A Novel Clustering Method Based on Adjacent Grids Searching

Entropy (Basel). 2023 Sep 15;25(9):1342. doi: 10.3390/e25091342.

Abstract

Clustering is used to analyze the intrinsic structure of a dataset based on the similarity of datapoints. Its widespread use, from image segmentation to object recognition and information retrieval, requires great robustness in the clustering process. In this paper, a novel clustering method based on adjacent grid searching (CAGS) is proposed. The CAGS consists of two steps: a strategy based on adaptive grid-space construction and a clustering strategy based on adjacent grid searching. In the first step, a multidimensional grid space is constructed to provide a quantization structure of the input dataset. The noise and cluster halo are automatically distinguished according to grid density. Moreover, the adaptive grid generating process solves the common problem of grid clustering, in which the number of cells increases sharply with the dimension. In the second step, a two-stage traversal process is conducted to accomplish the cluster recognition. The cluster cores with arbitrary shapes can be found by concealing the halo points. As a result, the number of clusters will be easily identified by CAGS. Therefore, CAGS has the potential to be widely used for clustering datasets with different characteristics.
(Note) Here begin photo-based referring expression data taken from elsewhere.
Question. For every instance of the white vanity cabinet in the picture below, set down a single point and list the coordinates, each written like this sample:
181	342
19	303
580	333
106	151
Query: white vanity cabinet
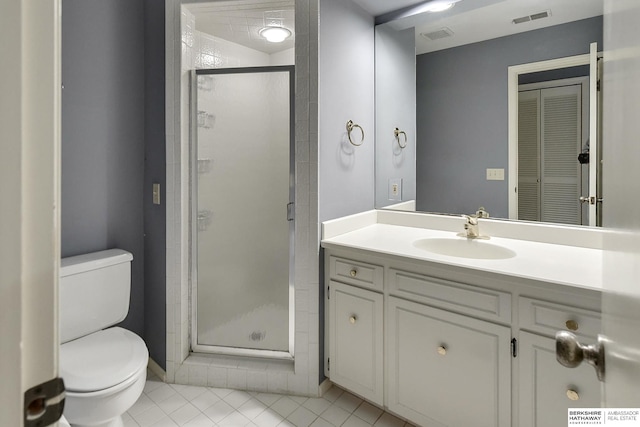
546	388
445	369
356	328
443	345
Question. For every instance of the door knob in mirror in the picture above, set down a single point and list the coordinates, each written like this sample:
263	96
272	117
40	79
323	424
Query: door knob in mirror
570	353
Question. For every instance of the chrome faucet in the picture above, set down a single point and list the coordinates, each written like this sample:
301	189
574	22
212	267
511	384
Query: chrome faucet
471	226
471	223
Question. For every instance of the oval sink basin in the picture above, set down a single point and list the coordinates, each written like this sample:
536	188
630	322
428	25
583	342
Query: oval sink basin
464	248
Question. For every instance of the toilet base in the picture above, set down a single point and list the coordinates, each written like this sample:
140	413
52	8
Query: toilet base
116	422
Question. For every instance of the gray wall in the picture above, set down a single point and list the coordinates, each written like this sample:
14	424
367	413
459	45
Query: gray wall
154	172
103	134
346	92
395	108
462	114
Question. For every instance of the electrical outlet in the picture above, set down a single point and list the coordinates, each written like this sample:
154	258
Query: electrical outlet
495	174
156	193
395	189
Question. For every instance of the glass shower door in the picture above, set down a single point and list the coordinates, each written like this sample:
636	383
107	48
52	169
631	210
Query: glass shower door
242	188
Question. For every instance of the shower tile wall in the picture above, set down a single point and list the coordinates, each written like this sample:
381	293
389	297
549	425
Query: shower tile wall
229	372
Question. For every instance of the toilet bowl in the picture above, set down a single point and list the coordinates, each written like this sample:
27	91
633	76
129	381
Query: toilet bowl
104	368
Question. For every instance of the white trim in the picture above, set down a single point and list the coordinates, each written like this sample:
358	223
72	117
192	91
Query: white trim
513	72
157	369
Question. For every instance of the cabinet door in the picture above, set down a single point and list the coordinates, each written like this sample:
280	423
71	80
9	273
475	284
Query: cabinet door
355	340
445	369
548	389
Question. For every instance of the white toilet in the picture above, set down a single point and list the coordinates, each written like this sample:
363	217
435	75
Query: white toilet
104	370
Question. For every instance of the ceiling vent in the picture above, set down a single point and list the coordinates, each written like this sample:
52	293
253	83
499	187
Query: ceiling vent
522	19
438	34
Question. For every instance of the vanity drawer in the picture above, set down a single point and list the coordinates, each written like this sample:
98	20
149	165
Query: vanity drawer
469	300
548	318
356	273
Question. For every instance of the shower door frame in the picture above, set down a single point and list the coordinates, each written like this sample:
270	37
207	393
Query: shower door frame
193	215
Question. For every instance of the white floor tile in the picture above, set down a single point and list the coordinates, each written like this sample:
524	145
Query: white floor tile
268	418
161	393
172	403
205	400
388	420
252	408
219	411
302	417
268	398
321	422
368	412
237	398
333	394
200	421
149	417
285	406
335	415
348	402
354	421
234	419
317	405
164	405
128	421
185	414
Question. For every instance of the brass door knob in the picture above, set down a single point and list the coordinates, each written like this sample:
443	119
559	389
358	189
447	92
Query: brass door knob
573	395
572	325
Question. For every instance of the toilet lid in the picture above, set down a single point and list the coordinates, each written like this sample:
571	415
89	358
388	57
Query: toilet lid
102	360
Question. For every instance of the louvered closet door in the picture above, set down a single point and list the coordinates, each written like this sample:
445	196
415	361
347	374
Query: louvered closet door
529	155
561	134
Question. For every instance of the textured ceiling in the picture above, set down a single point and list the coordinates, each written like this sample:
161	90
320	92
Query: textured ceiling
239	21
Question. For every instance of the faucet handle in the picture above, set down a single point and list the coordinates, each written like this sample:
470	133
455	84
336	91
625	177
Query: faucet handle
481	213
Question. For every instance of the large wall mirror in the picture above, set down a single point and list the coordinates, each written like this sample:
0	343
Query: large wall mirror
491	103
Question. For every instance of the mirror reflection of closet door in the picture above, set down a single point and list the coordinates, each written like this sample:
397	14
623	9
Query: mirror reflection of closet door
549	141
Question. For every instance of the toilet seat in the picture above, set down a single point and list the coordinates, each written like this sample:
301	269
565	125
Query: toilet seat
102	360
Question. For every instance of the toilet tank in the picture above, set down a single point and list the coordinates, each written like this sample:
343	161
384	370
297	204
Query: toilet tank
94	292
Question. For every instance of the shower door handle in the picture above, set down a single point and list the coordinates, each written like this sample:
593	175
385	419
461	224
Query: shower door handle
290	211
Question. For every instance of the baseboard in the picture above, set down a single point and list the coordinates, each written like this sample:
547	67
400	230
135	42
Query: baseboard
157	369
324	386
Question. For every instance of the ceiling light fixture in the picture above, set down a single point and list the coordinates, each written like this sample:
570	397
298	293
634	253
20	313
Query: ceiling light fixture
439	5
275	34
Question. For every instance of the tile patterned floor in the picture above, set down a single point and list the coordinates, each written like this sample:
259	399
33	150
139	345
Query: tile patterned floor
170	405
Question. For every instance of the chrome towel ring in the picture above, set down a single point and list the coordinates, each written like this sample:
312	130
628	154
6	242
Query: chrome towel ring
350	127
397	134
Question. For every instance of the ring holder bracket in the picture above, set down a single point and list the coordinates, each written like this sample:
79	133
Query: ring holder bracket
397	132
350	127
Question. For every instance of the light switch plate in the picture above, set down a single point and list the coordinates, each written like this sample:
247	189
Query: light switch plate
495	174
156	194
395	189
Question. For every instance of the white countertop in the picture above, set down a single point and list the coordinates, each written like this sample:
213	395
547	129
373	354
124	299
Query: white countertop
555	263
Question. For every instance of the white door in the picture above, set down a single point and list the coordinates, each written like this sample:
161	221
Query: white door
29	189
621	130
594	143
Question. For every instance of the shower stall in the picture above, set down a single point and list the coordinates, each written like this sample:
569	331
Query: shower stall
242	231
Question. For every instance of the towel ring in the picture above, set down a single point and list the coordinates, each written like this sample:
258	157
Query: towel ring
399	132
350	126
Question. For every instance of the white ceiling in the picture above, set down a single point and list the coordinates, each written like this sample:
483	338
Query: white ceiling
477	20
380	7
470	20
239	21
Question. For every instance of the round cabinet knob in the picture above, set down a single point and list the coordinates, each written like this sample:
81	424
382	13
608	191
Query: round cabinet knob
573	395
572	325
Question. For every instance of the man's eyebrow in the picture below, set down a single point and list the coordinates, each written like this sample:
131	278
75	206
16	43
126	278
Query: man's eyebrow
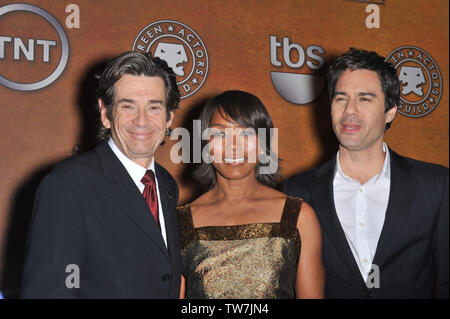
367	93
339	93
359	93
127	100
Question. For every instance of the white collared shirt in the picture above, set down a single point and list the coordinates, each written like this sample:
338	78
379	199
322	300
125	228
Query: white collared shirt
361	209
136	173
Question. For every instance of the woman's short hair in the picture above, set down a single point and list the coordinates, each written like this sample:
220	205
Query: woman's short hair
248	111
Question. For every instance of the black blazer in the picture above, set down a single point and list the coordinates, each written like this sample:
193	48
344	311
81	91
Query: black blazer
412	252
88	212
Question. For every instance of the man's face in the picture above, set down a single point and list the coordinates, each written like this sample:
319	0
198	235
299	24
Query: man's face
139	117
357	110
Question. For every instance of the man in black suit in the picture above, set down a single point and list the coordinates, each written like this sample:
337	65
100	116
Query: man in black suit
103	225
384	217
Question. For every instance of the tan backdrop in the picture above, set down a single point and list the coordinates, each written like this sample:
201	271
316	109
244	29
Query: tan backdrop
41	127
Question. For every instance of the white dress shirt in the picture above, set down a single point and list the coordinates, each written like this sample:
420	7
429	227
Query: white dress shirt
361	209
136	173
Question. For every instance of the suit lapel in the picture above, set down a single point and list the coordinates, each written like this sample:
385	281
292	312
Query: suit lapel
323	199
400	198
126	195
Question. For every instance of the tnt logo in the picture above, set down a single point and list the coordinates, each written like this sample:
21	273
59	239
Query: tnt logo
182	49
420	80
33	39
297	88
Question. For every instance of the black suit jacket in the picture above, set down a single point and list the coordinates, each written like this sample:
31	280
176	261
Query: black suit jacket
88	212
412	252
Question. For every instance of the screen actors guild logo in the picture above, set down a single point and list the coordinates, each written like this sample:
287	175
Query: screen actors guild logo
420	80
182	49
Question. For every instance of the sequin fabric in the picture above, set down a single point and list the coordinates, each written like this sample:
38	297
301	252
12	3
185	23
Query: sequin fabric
245	261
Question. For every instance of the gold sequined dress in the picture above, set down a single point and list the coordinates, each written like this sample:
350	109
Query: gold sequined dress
244	261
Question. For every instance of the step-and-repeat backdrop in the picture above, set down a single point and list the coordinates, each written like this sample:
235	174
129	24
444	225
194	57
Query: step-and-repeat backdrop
50	52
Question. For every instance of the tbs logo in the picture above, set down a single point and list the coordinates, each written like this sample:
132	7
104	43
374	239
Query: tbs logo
295	87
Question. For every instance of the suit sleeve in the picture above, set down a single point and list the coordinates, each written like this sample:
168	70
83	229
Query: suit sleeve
56	242
298	186
441	246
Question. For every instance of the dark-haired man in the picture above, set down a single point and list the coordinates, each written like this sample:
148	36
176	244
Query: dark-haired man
104	223
384	217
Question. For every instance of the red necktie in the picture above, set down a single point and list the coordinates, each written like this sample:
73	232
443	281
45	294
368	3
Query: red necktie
150	194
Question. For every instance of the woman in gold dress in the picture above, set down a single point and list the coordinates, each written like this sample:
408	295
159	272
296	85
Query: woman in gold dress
242	238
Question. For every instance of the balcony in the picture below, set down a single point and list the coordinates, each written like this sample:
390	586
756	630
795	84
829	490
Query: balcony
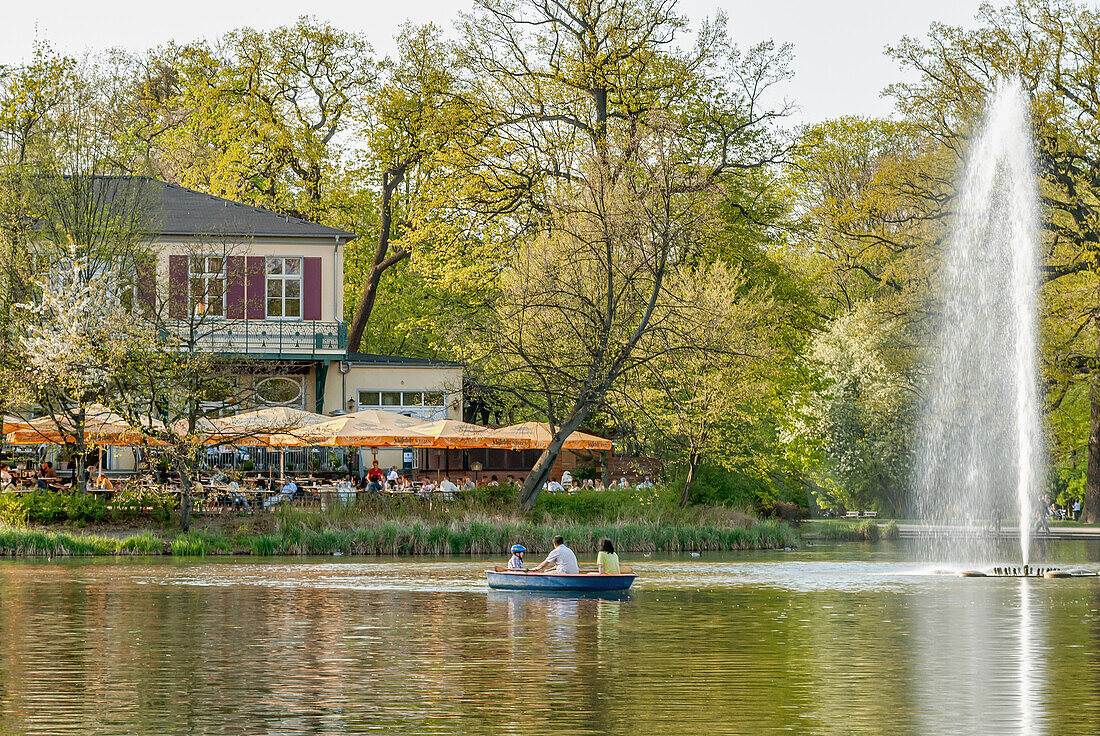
272	338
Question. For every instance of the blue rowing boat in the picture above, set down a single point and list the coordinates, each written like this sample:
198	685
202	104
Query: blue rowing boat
553	581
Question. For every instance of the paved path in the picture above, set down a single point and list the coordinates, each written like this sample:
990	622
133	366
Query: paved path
910	530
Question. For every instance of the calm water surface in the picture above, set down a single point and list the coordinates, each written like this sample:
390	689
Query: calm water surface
843	639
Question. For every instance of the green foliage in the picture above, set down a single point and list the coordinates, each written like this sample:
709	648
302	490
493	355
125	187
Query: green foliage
862	530
859	416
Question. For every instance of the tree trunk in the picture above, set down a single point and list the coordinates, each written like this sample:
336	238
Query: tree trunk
185	496
540	474
381	262
692	467
1090	507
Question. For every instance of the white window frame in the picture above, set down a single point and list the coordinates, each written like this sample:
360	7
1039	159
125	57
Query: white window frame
418	408
206	276
284	278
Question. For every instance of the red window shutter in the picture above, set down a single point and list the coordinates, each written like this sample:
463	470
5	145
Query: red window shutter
146	282
311	288
234	287
177	286
256	286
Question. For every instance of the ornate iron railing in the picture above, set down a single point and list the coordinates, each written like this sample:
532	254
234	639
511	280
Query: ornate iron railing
272	338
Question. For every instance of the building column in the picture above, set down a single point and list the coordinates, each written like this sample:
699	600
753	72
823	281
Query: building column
322	375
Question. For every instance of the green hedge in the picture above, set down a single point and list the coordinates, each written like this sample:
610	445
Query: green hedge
471	537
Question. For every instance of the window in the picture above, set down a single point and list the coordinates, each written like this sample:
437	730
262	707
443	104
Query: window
282	391
419	399
284	288
207	285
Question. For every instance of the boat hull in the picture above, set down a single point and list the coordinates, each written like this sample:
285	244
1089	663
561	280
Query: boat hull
550	581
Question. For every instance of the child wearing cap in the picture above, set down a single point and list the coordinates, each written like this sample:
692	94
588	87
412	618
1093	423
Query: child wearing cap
516	562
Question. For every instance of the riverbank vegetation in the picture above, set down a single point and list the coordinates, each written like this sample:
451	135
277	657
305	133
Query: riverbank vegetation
657	255
484	522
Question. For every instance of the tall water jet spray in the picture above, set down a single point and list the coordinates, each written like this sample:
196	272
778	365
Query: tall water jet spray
980	451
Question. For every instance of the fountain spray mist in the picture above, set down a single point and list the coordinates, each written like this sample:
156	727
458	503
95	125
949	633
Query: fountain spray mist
980	445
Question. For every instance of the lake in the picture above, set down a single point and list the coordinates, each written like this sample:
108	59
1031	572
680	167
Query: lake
832	639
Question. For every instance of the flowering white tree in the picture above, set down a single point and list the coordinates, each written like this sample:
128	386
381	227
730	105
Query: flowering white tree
74	332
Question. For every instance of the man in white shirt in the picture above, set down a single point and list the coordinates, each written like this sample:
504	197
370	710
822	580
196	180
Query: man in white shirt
562	558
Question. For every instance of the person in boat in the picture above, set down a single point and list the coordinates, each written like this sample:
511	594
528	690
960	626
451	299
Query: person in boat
516	561
562	558
606	559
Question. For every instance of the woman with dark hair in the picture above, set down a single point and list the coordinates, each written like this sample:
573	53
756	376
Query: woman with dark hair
607	560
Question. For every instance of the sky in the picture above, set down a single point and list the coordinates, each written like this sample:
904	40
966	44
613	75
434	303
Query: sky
839	66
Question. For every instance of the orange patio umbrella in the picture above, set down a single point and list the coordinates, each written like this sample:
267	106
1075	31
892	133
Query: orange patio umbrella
101	426
537	435
459	435
273	426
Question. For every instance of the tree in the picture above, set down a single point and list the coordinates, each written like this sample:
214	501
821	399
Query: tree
416	116
260	116
607	149
67	349
858	413
1049	45
695	392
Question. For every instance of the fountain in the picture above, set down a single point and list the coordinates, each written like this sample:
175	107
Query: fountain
980	445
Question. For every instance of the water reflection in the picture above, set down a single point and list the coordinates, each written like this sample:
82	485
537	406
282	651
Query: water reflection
734	645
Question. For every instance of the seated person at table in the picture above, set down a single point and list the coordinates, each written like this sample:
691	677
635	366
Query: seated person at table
516	561
238	498
375	478
448	489
286	494
562	558
607	560
46	473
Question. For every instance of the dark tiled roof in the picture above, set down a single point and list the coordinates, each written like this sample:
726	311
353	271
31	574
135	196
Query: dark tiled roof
374	359
189	212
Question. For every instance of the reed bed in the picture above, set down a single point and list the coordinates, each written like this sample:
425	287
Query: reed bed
471	536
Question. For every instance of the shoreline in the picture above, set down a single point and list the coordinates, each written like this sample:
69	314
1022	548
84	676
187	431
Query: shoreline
395	537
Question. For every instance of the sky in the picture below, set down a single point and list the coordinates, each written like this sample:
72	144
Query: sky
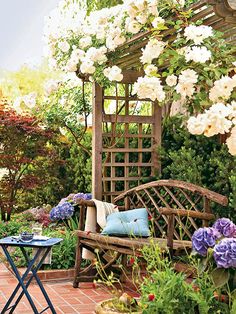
21	31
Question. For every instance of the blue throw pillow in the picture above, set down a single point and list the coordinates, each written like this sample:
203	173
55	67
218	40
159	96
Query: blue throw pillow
128	223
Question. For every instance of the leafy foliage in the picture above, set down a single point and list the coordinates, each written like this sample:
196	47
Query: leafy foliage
198	160
22	142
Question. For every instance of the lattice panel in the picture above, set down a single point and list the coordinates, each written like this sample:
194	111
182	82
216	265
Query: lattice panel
131	132
156	195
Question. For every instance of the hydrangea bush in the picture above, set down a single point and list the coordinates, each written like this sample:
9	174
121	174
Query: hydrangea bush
201	65
66	210
221	238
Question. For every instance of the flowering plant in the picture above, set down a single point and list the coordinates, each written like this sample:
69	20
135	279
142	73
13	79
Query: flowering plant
200	62
66	210
218	243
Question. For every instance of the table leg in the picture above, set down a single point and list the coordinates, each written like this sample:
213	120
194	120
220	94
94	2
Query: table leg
34	275
21	282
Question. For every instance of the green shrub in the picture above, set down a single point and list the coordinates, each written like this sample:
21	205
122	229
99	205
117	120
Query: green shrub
199	160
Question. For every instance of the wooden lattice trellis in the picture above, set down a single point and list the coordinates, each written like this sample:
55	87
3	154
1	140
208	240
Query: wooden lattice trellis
112	133
125	143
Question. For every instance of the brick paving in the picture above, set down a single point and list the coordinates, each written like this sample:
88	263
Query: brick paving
65	298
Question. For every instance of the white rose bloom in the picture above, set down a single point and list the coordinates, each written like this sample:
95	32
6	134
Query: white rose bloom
171	80
152	50
133	26
158	20
198	33
197	54
113	74
232	108
97	55
77	54
231	141
185	89
221	109
85	42
87	67
71	65
149	87
80	118
150	70
188	76
222	89
64	46
197	125
217	124
72	80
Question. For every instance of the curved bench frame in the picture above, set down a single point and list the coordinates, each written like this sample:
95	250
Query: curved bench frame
176	209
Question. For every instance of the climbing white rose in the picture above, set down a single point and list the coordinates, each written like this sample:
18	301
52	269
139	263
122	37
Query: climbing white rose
87	67
149	87
64	46
150	70
171	80
85	42
198	33
197	54
113	73
152	50
231	142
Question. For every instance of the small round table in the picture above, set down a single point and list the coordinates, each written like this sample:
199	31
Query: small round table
42	247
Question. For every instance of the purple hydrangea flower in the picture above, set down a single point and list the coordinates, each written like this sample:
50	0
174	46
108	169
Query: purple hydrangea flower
226	227
225	253
204	238
62	211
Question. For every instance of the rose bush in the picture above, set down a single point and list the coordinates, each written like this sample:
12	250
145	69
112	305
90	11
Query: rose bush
199	59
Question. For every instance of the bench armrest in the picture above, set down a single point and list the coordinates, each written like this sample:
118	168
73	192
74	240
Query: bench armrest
186	213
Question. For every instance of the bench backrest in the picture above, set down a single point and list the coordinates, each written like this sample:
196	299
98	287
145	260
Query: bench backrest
179	205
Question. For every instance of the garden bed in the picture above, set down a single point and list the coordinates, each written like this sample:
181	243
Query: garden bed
52	274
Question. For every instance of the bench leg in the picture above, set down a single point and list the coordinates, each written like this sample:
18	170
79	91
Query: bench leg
78	261
124	264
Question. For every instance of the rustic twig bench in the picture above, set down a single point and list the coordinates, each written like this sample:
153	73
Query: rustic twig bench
176	209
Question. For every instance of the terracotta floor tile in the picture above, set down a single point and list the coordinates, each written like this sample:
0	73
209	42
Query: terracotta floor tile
65	298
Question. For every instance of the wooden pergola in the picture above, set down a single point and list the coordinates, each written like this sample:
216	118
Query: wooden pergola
124	150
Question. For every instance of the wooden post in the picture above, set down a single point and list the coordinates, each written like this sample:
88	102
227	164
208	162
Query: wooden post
97	142
156	137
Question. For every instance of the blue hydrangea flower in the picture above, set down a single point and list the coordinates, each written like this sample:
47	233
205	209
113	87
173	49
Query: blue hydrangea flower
62	211
225	253
203	239
226	227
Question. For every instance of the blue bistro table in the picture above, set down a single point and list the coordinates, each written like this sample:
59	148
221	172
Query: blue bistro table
33	264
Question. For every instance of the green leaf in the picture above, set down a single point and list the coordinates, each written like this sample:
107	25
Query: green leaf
233	310
220	277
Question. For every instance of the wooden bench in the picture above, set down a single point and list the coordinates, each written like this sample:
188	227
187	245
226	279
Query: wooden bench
176	209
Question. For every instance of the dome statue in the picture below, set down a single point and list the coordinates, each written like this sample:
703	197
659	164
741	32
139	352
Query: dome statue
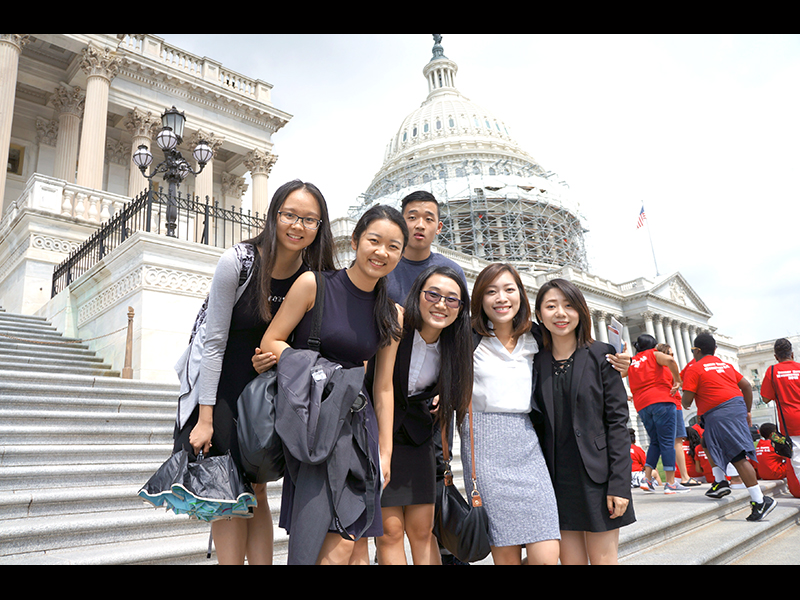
497	201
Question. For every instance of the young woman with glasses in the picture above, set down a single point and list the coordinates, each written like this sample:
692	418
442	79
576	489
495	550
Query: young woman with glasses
432	372
359	322
280	254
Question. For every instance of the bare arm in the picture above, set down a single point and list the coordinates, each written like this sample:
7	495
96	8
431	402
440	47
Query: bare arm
299	300
383	400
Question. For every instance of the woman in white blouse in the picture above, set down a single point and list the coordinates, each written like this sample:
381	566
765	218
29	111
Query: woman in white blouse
433	367
511	472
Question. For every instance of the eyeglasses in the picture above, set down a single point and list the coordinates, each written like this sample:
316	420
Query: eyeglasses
291	219
450	301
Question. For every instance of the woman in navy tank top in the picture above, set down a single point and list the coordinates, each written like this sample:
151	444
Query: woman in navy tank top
350	337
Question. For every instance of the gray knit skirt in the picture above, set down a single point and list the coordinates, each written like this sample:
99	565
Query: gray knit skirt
513	479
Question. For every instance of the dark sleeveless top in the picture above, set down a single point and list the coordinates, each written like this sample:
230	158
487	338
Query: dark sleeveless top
349	335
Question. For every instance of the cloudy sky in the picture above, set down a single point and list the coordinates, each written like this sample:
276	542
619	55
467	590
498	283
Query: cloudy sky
702	130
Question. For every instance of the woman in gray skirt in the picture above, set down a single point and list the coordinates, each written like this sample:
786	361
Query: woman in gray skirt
512	475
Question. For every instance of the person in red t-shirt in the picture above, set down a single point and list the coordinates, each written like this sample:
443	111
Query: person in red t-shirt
771	465
682	469
637	461
724	399
782	384
653	377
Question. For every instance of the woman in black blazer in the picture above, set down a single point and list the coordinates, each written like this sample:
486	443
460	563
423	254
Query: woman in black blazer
433	367
585	423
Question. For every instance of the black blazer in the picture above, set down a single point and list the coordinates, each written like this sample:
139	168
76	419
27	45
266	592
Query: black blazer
410	413
599	412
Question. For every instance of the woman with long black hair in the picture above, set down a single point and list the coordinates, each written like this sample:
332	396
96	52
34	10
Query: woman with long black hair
433	367
296	237
584	432
359	321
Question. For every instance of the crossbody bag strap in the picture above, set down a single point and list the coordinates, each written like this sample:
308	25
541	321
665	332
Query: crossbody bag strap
475	494
316	317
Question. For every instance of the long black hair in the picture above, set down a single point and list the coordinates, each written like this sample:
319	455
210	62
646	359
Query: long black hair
318	256
385	309
455	344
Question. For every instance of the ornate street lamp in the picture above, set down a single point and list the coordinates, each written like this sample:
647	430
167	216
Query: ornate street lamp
174	166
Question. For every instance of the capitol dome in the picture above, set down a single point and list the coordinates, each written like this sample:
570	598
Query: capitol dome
498	203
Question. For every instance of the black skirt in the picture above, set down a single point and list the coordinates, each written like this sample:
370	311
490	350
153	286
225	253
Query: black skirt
413	476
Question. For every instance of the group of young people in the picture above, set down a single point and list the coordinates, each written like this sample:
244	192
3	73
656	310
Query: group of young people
549	408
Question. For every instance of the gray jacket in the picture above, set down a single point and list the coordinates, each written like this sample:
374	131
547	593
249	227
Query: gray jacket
325	446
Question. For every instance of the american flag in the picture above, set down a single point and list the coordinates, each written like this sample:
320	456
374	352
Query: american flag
642	217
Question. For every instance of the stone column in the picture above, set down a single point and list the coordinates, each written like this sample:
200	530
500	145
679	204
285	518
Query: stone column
680	353
670	339
100	67
626	334
142	126
602	325
69	105
687	343
233	187
260	163
10	48
659	329
648	323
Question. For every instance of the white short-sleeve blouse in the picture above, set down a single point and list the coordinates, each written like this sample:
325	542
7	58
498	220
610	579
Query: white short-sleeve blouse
502	378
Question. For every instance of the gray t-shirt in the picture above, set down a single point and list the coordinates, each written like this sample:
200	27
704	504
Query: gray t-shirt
403	276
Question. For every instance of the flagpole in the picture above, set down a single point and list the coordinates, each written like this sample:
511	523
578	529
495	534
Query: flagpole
653	250
643	220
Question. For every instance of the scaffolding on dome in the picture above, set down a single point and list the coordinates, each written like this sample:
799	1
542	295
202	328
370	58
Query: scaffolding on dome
503	221
525	230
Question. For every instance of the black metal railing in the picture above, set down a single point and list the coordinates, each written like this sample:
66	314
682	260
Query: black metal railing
196	221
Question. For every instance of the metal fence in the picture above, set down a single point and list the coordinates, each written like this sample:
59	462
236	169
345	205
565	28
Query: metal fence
195	221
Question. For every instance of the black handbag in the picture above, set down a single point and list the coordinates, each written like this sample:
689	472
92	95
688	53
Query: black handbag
780	441
461	527
260	447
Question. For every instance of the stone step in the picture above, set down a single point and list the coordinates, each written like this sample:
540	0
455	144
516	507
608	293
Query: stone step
166	408
101	369
59	355
10	346
33	383
782	548
692	529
We test the clustering performance of CAGS through six different types of datasets: dataset with noise, large-scale dataset, high-dimensional dataset, dataset with arbitrary shapes, dataset with large differences in density between classes, and dataset with high overlap between classes. Experimental results show that CAGS, which performed best on 10 out of 11 tests, outperforms the state-of-the-art clustering methods in all the above datasets.

Keywords: clustering; denoise; grid-based method; high dimension; large scale; unsupervised learning.